Les deux pays pourraient même se rapprocher, à l’avenir, dans le domaine militaire. L’Allemagne est consciente du fait qu’elle doit s’engager davantage pour stabiliser l’arc de crise sur le flanc sud de l’Europe. Le récent débat, au sein du pays, sur sa respon-sabilité internationale indique que cette stabilisation complète à l’avenir pourrait également bénéficier de la contribution militaire de l’Allemagne.
Le thème de la migration occupera une place importante sur l’agenda européen au cours des prochaines années et décennies.
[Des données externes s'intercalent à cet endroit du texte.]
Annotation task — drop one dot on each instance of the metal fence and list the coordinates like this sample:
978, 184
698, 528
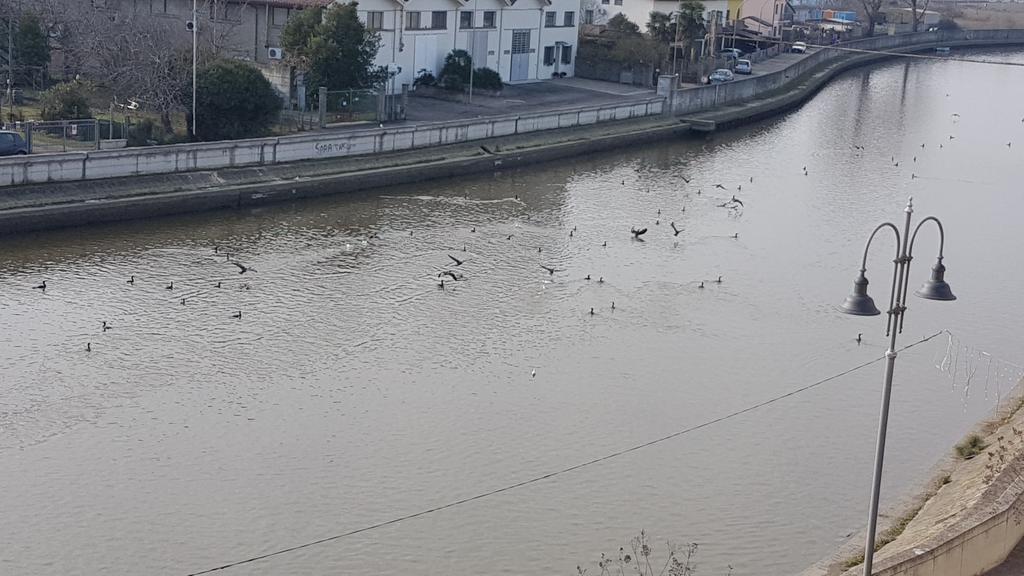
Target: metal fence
61, 135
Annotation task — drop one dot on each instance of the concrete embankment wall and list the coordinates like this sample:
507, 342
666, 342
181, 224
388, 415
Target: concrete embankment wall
691, 100
255, 186
316, 146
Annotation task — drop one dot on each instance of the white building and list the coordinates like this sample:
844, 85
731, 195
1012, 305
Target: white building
638, 11
522, 40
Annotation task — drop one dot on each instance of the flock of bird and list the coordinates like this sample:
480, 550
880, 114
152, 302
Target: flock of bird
446, 275
107, 326
636, 234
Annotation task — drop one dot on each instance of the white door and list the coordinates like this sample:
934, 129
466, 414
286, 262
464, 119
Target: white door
520, 55
426, 54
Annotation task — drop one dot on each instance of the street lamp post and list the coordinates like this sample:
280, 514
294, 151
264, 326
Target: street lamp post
859, 303
195, 58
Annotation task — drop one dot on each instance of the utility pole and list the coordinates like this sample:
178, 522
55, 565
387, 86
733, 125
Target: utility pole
195, 59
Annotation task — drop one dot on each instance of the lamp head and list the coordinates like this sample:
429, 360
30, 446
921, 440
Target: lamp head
859, 303
936, 287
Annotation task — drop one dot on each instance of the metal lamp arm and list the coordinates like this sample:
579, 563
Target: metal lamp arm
863, 261
942, 236
909, 256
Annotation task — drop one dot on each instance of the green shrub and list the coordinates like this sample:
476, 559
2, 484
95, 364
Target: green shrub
970, 447
425, 79
235, 100
455, 74
486, 79
68, 100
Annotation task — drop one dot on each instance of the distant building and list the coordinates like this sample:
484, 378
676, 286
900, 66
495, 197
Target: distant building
900, 21
522, 40
247, 30
764, 16
638, 11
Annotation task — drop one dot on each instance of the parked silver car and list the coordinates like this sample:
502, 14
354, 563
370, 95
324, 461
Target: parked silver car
721, 75
11, 144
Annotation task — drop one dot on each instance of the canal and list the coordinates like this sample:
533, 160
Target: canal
353, 389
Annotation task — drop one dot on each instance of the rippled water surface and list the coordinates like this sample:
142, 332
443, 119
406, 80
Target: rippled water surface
353, 389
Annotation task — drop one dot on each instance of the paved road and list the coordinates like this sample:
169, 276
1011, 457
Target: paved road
536, 96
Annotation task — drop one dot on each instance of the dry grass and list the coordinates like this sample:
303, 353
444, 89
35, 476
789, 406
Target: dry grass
983, 15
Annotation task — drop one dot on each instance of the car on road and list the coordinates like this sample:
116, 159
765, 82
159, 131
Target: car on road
719, 76
11, 144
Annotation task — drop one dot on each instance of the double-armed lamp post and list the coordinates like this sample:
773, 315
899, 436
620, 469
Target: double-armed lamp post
859, 303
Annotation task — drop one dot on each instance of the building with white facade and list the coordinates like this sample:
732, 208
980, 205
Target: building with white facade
522, 40
638, 11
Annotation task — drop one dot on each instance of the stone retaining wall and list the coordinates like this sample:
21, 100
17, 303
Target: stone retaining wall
260, 152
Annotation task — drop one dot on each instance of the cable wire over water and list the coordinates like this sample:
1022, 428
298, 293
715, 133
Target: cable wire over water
561, 471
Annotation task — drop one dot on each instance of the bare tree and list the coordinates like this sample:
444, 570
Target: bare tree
137, 56
871, 11
918, 16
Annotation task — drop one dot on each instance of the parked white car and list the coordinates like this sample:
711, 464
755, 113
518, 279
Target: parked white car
719, 76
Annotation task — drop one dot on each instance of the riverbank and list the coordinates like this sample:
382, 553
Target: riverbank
69, 204
967, 519
60, 204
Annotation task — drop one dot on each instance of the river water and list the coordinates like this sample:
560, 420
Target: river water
353, 389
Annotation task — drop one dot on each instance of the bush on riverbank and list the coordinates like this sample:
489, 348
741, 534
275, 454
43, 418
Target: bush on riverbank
970, 447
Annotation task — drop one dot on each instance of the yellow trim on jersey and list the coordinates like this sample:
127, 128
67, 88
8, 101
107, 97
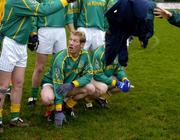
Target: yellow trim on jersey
9, 15
26, 4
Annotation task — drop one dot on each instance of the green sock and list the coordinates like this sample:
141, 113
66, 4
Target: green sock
34, 92
15, 115
0, 116
15, 111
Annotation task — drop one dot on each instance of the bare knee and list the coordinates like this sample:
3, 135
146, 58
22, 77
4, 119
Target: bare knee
39, 68
18, 84
47, 95
90, 89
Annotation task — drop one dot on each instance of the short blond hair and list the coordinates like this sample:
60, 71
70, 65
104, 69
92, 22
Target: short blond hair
81, 35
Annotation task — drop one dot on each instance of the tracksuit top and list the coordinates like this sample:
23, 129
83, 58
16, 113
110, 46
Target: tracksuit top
66, 69
90, 13
17, 20
175, 19
104, 73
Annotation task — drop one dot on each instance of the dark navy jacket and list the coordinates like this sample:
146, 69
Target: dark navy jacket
126, 18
Compte tenu de la persistance des conflits, de l’évolution démographique en Afrique, des conséquences du changement clima-tique et des possibilités actuelles dans les domaines de la communication et de la mobilité, l’Europe demeurera l’une des principales terres d’accueil des migrations, qu’elles soient forcées, humanitaires ou encore économiques.
L’Allemagne et la France doivent donc amener l’UE à penser la crise actuelle « hors des sentiers battus ». L’objectif doit être de passer d’une gestion des crises réactive à une approche préventive et volontariste, qui repose sur un ensemble de règles et d’outils européens communs et complets. Si la France et l’Allemagne y parviennent, elles pourront alors aussi ouvrir la voie à une approche paneuropéenne durable.
- L’Union européenne traversant une crise existentielle appelant une mobilisation renforcée des acteurs du débat public en Allemagne et en France, un processus de rencontres de travail appelé « Think Tanks Tandem » a été lancé, réunissant les principaux think tanks allemands et français actifs sur les enjeux européens. Ils utilisent leur capacité d’expertise et leur liberté d’analyse et de ton pour clarifier et dissiper les tensions qui peuvent gripper le bon fonctionnement du moteur « franco-allemand » et contribuer à relancer la construction européenne à l’horizon 2017.